What are Vectors?

Vectors, in mathematics, are those quantities that tell us about the distance along with the direction whereas scalars are those quantities that tell us only about the length and not about the direction. The length in other words is called magnitude as it talks about the size.

What is the Difference between Scalars and Vectors?

Imagine you and your friend are asked to throw a ball as far as you can. It is your choice to throw it wherever you want. On scaling, it was found that your friend has thrown it a hundred meters away whereas you have thrown it 110 meters away. Since you have thrown with more velocity, the ball has reached far. Now you have won the match. There is no other instruction given to you. Now, this is a scalar quantity because it is about the magnitude.

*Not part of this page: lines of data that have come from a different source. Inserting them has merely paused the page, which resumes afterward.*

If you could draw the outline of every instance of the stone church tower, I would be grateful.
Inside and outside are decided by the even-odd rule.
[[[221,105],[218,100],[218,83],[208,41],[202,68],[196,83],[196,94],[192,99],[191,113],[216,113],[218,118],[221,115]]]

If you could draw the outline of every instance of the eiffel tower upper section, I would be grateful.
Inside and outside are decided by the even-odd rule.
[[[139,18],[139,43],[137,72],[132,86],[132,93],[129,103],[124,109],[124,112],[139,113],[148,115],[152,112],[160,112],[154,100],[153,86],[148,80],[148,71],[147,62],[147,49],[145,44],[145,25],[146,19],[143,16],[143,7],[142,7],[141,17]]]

But if someone asks you to throw the ball to the right side of where you are standing, you have to throw it in this particular direction with greater velocity to win the game. Here, not only the distance at which you throw the ball matters but also the direction in which it was thrown. This is a vector quantity.

In other words, scalars are represented by numbers whereas vectors are represented by numbers and direction.

What are Examples of Vectors?

Force is an example of vectors. It acts in some direction. The magnitude here would be the strength that is applied for pushing an object forward or pulling something backward. The velocity of a moving object tells about the speed at which the object is moving. Here, the magnitude is the speed. For example, the velocity of a car as the object moves in some direction. Thus, velocity is a two-dimensional vector quantity because velocity has both speed and direction. This can be represented as Cartesian coordinates with x coordinate and y coordinate representing the length and the direction.

The only vector which has no magnitude is the zero vector as it has no length. For this, the direction is not defined.

If the magnitude of a vector is one in some direction, then it is called a unit vector.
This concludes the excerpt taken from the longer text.